(747a) Carbon-Iron Oxide Fluorescent-Magnetic Nanocomposites for In Vivo Imaging

Here we present the design, synthesis, and evaluation of fluorescent-magnetic nanocomposites for in vivo, multimodal, brain tumor imaging. One of the primary limitations in brain tumor resection is difficulty distinguishing normal from cancerous tissue. Whereas this can be achieved to some extent via pre-operative MRI, there is a need for intra-operative tumor imaging technologies. In particular, it is desirable to have multifunctional imaging agents, which not only allow non-invasive pre-operative magnetic resonance imaging (MRI), but also direct tumor observation through fluorescence imaging during surgery. We are investigating carbon dots (C-dots) as potential, bright, photostable, and non-toxic fluorescent imaging agents in composites with superparamagnetic iron oxide nanoparticles (SPIONs), which, for some thirty years, have been utilized extensively as contrast agents for MRI. These multimodal nanocomposites, consisting of both fluorescent C-dots and SPIONs, are encapsulated in polymer nanosphere matrices made of poly (lactic-co-glycolic acid) (PLGA), yielding a dual functional imaging contrast agent that responds to both fluorescent and magnetic stimuli.

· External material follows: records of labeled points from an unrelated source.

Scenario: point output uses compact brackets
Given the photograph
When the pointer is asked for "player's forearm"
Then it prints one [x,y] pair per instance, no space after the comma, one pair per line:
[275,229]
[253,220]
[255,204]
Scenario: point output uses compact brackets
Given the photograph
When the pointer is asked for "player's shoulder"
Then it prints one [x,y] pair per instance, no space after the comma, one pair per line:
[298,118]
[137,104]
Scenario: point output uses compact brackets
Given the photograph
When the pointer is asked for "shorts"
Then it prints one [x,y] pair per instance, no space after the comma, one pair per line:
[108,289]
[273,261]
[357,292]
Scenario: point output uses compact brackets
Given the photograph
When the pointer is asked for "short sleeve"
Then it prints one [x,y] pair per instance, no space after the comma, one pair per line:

Fluorescent C-dots (diameter of 2 – 5 nm) whose quantum efficiency was ~ 2.6 %, were synthesized by acid reflux of non-fluorescent and commercially available carbon black. According to results obtained via Raman spectroscopy, this precursor material was graphitic in nature. Previous studieson the toxicity of other carbonaceous materials such as fullerenes and carbon nanotubes, have shown low levels of toxicity. Using preliminary MTT (3-(4, 5-dimethylthiazol-2-yl)-2, 5-diphenyltetrazolium bromide) evaluations, we detected low levels of toxicity in C-dots. An aqueous suspension of SPIONs was prepared from a mixture of iron (II) chloride tetrahydrate and iron (III) chloride hexahydrate, heated to 70 °C, and treated with a concentrated solution of sodium hydroxide. C-dots and SPIONs were incorporated into PLGA nanospheres by following a double emulsion procedure. This yielded PLGA nanocomposites ranging from 100 to 200 nm, which were not able to non-specifically bind to brain cancer cell lines. We also investigated the specific targeting of these cell lines by successfully conjugating PLGA-encpasulated C-dots-SPIONs nanocomposites to interleukin 13 receptor (IL-13R) antibodies using standard EDC (1-ethyl-3-(3-dimethylaminopropyl) carbodiimide) chemistry.

This research will broaden and improve in vivo imaging tools necessary for the location and surgical resection of brain tumors. These tumors, in spite of dramatic improvements in micro-neurosurgical techniques, neuroimaging, chemotherapy, and radiation therapy, remain very difficult to treat. Maximal surgical resection has been shown to be a critical factor in extending survival of patients suffering from these lesions. Our multifunctional nanocomposites will allow the selective targeting of brain tumor cells, as well as their detection by both diagnostic MRI and intraoperative fluorescence imaging. Thus, surgical resections are expected to improve, and patient survival will be extended.